Robert Gray: The Best Legacy of Borders Is Binc

On October 1, writer Addison Del Mastro tweeted the following question: "If you had a Borders bookstore near you, can you tell me what town it is/was and what the status of the building is today?" Three weeks later, he published an article in the Bulwark, headlined: "A Decade After Borders Shut Down, Here’s What’s in Its Former Locations."

"Vacating roughly 500 locations throughout 2011, the erstwhile king of brick-and-mortar book retailing left behind a massive real-estate footprint, millions in unused gift cards, and a lot of memories," he wrote, adding: "Borders lives on in the form of its vacated real estate, the afterlife of which is still unfolding. Storefronts in the category-killer segment have proven difficult to fill in recent years--many of the category killers who would otherwise lease them are themselves struggling or defunct, and the spaces tend to be too small for discount department stores and too large for most others."

In addition to the nearly 100 responses he had received to his question on Twitter, Del Mastro used Google Maps and its Street View to explore former Borders sites. "Of the sizable sample I looked at, only a few have been demolished," he noted. "About 10% have been subdivided into two or more spaces. A small number have become other bookstores--the Books-A-Million chain, for example, took over several Borders locations." 

As would be expected, many of the vacant spaces attracted businesses like medium-sized retailers (Home Goods, Ross, etc.), non-retailers (Planet Fitness, medical and urgent care facilities, etc.), and 20% were taken over by grocery chains (Aldi, Whole Foods, Trader Joe's, Fresh Market). About 12% of the sites are currently vacant. 

When I moved to Saratoga Springs, N.Y., in 2010, there was a Borders store downtown. It closed in 2011, and within a year the prime Broadway location had been leased by a marketing company called Fingerpaint, which then purchased the building in 2018. All was not lost, however, because in 2013 the Northshire Bookstore opened its second location (the flagship store is in Manchester Center, Vt.) across the street from the former Borders.

Del Mastro's original tweet ("If you had a Borders bookstore near you, can you tell me what town it is/was and what the status of the building is today?") did not make me think nostalgically about Borders and the past. Instead, it prompted me to consider a legacy of the bookstore chain that continues to thrive and to serve booksellers nationwide. 

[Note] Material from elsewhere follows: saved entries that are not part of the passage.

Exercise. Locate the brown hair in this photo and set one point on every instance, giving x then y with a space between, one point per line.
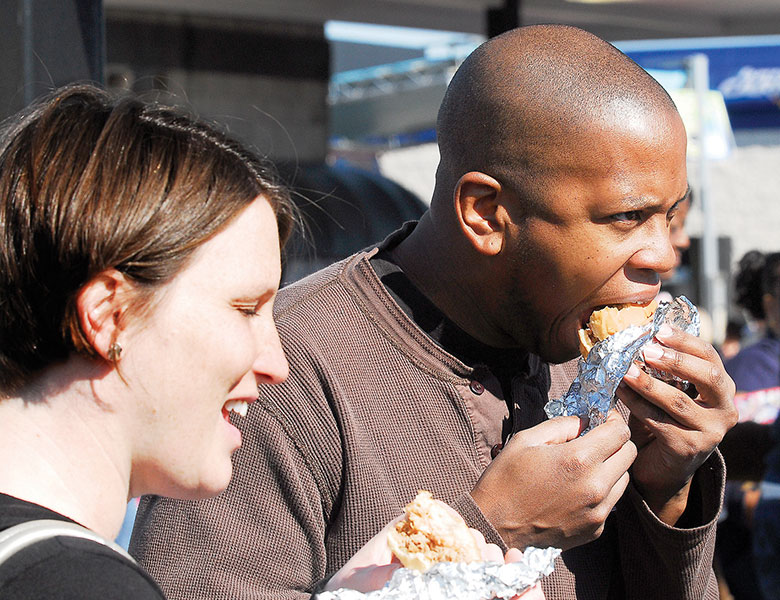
90 182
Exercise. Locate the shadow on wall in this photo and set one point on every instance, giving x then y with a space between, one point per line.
343 210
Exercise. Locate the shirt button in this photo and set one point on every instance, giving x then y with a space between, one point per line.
477 387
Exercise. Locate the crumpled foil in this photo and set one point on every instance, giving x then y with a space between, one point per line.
592 393
461 581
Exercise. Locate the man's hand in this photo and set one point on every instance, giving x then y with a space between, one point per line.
675 433
549 487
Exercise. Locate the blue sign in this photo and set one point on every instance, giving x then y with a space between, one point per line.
746 70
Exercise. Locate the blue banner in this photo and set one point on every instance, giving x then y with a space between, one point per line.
746 70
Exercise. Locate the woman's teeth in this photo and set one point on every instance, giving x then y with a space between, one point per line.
237 406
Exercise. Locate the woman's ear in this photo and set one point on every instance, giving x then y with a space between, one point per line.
481 214
100 305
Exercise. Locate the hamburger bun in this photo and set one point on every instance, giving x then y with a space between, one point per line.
431 532
611 319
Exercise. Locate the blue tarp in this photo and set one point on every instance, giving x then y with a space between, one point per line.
745 69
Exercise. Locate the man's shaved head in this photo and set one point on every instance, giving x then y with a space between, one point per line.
532 89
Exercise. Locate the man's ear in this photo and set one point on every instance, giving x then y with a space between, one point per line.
100 305
482 216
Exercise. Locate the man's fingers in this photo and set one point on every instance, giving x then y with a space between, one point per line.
710 378
554 431
656 403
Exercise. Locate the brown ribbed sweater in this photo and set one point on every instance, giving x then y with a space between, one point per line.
373 411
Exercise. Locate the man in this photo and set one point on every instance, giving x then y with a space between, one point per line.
412 364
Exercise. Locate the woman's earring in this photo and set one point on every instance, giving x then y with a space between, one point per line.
114 352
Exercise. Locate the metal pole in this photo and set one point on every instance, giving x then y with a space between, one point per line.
709 273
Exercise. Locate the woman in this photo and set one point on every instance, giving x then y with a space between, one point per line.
139 261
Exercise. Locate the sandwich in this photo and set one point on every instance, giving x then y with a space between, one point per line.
611 319
431 532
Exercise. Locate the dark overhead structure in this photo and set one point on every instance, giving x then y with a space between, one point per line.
34 59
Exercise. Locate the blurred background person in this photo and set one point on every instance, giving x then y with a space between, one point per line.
756 372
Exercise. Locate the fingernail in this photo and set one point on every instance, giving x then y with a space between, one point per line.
652 351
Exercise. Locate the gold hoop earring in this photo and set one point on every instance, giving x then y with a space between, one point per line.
114 352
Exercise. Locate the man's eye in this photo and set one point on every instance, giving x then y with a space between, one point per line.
631 215
248 311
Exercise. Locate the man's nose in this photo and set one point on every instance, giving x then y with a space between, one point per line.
657 252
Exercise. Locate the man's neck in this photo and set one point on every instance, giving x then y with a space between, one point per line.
437 267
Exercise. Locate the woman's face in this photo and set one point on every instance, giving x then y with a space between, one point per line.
208 342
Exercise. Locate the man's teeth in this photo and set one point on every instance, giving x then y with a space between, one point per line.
237 406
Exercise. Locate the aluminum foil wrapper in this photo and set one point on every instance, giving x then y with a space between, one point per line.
461 581
592 393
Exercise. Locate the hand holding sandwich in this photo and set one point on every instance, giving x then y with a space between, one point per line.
675 433
549 487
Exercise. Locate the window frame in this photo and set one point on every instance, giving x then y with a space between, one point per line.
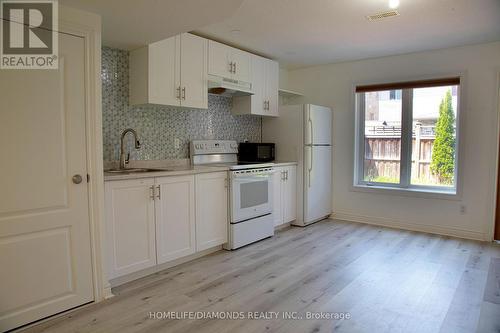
404 185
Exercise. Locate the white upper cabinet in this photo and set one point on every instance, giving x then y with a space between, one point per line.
172 71
194 65
265 85
228 62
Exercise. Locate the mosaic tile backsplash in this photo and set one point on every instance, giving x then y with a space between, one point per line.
159 126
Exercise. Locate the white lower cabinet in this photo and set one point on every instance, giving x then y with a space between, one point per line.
175 218
152 221
130 226
211 210
284 194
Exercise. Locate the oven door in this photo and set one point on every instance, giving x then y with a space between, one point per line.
251 194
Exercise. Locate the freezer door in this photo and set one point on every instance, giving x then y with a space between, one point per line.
317 182
318 125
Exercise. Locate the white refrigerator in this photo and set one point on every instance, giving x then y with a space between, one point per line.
303 133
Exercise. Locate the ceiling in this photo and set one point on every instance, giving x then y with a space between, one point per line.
301 33
309 32
129 24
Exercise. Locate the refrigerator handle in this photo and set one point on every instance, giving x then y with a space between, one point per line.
311 132
310 168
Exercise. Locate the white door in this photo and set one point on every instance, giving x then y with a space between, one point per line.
130 226
211 210
317 182
318 125
219 59
194 71
175 218
242 65
278 179
272 86
45 256
164 72
290 194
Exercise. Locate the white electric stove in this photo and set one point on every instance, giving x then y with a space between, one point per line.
250 197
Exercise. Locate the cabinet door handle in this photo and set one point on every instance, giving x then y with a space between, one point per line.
152 193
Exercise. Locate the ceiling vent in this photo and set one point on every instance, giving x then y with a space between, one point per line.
382 15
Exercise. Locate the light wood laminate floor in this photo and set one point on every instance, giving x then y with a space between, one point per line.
388 280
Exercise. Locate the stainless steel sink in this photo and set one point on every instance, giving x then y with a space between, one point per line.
134 170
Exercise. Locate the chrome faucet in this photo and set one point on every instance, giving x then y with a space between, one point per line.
125 160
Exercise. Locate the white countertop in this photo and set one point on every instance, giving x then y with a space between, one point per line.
284 163
173 171
176 170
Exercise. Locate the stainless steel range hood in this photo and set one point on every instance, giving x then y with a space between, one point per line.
228 87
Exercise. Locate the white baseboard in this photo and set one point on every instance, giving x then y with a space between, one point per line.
148 271
393 223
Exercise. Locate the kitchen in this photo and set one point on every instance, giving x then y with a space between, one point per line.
195 171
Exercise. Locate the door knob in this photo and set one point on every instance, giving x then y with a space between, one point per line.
77 179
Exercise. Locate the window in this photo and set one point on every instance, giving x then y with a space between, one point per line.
407 135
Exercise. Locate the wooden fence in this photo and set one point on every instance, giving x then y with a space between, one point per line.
382 158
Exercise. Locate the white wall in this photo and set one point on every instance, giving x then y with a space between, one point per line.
332 85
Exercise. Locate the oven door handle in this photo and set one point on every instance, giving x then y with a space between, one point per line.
252 178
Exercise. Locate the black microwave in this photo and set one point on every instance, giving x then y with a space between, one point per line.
252 152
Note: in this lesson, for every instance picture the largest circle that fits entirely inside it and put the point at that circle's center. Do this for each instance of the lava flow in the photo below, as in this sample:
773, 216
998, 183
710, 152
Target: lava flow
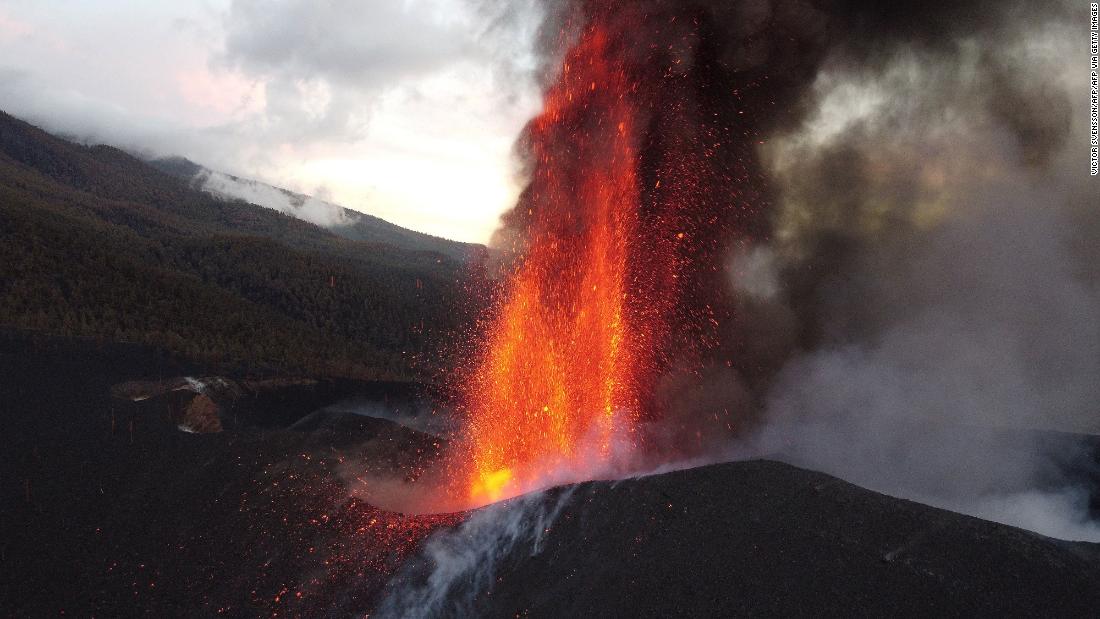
559, 375
628, 207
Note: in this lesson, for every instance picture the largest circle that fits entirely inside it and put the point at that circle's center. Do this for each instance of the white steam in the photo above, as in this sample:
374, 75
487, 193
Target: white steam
306, 208
960, 323
458, 565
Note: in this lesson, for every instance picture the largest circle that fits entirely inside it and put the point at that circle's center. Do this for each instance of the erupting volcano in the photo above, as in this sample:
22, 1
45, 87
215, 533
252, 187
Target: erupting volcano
638, 184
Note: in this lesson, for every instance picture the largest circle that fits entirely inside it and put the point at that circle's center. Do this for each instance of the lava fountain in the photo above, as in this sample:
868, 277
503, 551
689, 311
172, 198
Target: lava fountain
629, 206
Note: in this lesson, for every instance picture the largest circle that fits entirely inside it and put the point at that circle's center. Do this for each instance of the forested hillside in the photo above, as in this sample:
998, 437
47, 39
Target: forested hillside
95, 242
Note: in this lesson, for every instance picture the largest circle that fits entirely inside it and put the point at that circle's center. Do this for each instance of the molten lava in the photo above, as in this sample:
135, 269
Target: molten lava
560, 373
639, 169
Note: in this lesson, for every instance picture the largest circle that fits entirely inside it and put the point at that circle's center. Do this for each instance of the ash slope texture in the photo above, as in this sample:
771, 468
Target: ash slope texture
97, 243
762, 538
106, 509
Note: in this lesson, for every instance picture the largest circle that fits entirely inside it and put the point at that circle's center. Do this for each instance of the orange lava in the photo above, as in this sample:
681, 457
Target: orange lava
558, 379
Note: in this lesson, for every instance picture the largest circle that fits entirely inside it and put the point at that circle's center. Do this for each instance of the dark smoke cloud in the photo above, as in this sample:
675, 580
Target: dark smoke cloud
893, 201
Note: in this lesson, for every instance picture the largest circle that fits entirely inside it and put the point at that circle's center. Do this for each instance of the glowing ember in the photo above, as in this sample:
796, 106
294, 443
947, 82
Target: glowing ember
635, 192
561, 368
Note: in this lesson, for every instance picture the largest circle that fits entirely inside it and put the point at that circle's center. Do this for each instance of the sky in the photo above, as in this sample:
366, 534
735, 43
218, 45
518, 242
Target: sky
404, 109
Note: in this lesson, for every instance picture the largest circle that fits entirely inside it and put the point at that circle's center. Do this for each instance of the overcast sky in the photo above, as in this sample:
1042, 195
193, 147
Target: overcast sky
404, 109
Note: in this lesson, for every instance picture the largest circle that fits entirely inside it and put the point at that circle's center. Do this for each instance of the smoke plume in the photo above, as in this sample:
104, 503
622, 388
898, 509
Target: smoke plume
888, 236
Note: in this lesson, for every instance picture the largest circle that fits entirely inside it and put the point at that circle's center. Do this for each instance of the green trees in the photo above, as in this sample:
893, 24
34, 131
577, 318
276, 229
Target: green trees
97, 243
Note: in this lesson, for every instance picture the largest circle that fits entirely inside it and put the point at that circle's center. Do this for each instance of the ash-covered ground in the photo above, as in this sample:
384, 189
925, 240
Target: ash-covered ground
110, 508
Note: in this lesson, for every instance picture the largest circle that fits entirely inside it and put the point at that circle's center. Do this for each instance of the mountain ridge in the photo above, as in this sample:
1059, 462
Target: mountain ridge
97, 242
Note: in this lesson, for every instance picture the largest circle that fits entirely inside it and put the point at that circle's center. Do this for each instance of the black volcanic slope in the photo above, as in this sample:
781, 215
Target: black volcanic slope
107, 510
763, 538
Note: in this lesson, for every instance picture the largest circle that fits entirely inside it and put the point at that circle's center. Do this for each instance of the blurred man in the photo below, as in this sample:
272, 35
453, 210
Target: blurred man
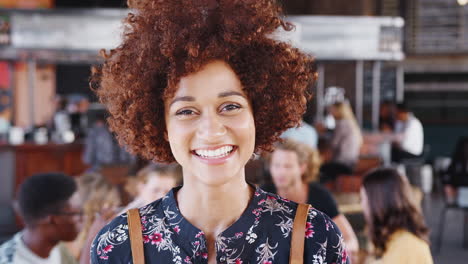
49, 207
409, 135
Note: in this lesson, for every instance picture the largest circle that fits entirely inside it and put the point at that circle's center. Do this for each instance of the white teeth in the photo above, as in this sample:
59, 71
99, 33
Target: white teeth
218, 153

Last Friday, the Book Industry Charitable Foundation issued its Gratitude Report, noting: "Your generous and quick action brought much needed peace of mind to more than 2,200 bookstore and comic shop owners, employees, and their families. You provided nearly $3 million dollars in emergency financial assistance during the global pandemic. And it is thanks to you that everyone with a qualifying need who called for help received assistance. Together, we did remarkable work under stressful circumstances with the best possible results: helping real people and small businesses."

On Monday, I received an e-mail from the Binc foundation. That's not news. I've been a supporter for years, so Binc e-mails are a regular visitor to my inbox. This one said that any gift would "have double the impact. Penguin Random House will match your contribution dollar for dollar. (Penguin Random House will match all gifts up to $15,000)." That's good news. 

Binc's 25th anniversary was celebrated recently. A special edition of Shelf Awareness was published to mark the occasion and noted that the organization "was founded in 1996 as the Borders Group Foundation, with funding from company executives, staff payroll contributions, publishers and vendors. During that period, Borders employees donated an average of $4.17 per paycheck. From the beginning, the foundation's aim was to help booksellers in need and to provide scholarships. The foundation was built 'by book people for book people,' [executive director] Pamela French says.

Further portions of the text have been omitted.